An alternative specific embodiment is illustrated in FIG. 3. In this discussion and below, elements and areas whose functions are equivalent to elements and areas which were already described in connection with a preceding figure are identified by the same reference numerals and are not explained again in further detail.

In pressure control valve 20 illustrated in FIG. 3, valve slide 32 is not designed as a hollow part but as a piston made from a solid material. The connection between the two pressure chambers 80 and 82 and control pressure opening 60 is therefore provided by an external channel 84. For example, it may be provided in a structure into which pressure control valve 20 is inserted.

In a further specific embodiment illustrated in FIG. 4, valve slide 32 is hollow, according to the specific embodiment illustrated in FIG. 2. However, piston 72 is not designed as a separate part but forms a single piece with pressure piece 44. The control function according to the pressure prevailing at control pressure opening 60 is provided by the fact that an area of pressure piece 44 which corresponds to the cross section of piston 72 is “shaded,” i.e., the control pressure prevailing in pressure chamber 82 cannot be applied thereto.

Claims

1-9. (canceled)

10. A pressure control valve for an automatic transmission in a motor vehicle, comprising: a housing;a valve slide guided in the housing, wherein the valve slide has a first section having a first diameter, a second section adjacent to the first section and having a second diameter which is smaller than the first diameter, and a third section adjacent to the second section and having the first diameter, and wherein an inflow pressure opening is assigned to the first section, a control pressure opening is assigned to the second section, and a return flow opening is assigned to the third section;an electromagnetic actuating device configured to act upon the valve slide via a piston which (i) engages with a first end face of the valve slide and (ii) is guided pressure-tight in the housing at least in a first direction of action; andan application device configured to act upon the valve slide against the first direction of action;wherein the first end face of the valve slide delimits a first pressure chamber, and a diametrically opposed second end face delimits a second pressure chamber, each of the first and second pressure chambers being fluid-connected to the control pressure opening.

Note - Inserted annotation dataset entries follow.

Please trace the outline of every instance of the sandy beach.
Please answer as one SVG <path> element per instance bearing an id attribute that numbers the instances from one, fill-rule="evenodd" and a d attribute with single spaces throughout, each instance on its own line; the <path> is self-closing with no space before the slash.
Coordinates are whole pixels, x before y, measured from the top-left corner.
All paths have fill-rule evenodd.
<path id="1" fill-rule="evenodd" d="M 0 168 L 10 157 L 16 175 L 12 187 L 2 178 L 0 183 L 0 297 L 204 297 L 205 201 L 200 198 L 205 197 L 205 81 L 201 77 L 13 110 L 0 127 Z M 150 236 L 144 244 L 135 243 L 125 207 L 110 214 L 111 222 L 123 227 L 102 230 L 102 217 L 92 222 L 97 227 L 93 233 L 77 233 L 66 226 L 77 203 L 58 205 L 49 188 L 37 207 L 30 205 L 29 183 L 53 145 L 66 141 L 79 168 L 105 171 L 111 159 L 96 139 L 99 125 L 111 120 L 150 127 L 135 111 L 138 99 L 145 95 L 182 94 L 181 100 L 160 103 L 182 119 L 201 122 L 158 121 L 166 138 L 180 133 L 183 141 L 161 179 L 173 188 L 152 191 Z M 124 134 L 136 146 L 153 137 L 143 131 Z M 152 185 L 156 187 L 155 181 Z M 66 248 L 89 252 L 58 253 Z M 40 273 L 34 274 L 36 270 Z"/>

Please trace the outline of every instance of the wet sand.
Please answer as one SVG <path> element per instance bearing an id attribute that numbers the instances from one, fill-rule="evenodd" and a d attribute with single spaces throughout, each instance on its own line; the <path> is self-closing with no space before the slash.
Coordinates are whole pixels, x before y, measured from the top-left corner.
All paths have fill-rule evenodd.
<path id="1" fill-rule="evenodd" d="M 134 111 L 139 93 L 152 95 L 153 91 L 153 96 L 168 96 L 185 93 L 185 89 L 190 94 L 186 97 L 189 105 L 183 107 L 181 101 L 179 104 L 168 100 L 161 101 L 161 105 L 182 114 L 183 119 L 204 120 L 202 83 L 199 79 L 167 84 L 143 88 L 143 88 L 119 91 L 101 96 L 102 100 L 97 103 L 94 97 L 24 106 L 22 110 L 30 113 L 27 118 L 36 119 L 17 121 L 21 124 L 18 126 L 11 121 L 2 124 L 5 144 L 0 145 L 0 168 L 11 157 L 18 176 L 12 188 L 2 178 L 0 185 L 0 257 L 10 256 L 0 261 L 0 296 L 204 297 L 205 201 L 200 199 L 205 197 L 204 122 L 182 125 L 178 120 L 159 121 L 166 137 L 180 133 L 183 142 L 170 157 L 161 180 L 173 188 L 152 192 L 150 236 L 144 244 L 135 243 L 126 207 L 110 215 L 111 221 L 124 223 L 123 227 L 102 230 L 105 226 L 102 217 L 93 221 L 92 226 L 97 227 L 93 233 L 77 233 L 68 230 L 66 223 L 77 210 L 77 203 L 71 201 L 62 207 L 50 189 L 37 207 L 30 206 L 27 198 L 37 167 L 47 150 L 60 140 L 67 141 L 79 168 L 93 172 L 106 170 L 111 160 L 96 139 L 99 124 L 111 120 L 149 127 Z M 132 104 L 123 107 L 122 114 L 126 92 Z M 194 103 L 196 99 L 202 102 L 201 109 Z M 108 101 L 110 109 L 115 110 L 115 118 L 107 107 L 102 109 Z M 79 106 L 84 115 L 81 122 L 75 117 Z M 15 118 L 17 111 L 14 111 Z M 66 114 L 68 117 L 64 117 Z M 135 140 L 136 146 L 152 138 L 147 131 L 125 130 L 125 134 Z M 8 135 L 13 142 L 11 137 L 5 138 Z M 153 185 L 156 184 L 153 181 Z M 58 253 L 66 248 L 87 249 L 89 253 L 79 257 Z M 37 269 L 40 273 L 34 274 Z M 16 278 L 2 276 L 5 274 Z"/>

11. The pressure control valve as recited in claim 10, wherein at least one channel which is situated outside the valve slide connects at least one of the first and second pressure chambers to the control pressure opening.

12. The pressure control valve as recited in claim 10, wherein at least one channel is provided in the valve slide and connects at least one of the first and second pressure chambers to the control pressure opening.

13. The pressure control valve as recited in claim 12, wherein the channel is configured as an eccentric longitudinal bore.

14. The pressure control valve as recited in claim 12, wherein the channel is hydraulically connected to the control pressure opening via a transverse opening.

15. The pressure control valve as recited in claim 12, wherein the first end face is formed at least partially on a pressure piece which is connected to a base member of the valve slide, and wherein the channel opens onto the pressure piece.

16. The pressure control valve as recited in claim 15, wherein the pressure piece includes a punched and bent part.

17. The pressure control valve as recited in claim 12, wherein the first end face is configured at least partially as a base which forms a single piece with the valve slide, and wherein the channel opens onto the base.

18. The pressure control valve as recited in claim 12, wherein the piston is at least partially formed as a single piece with the valve slide.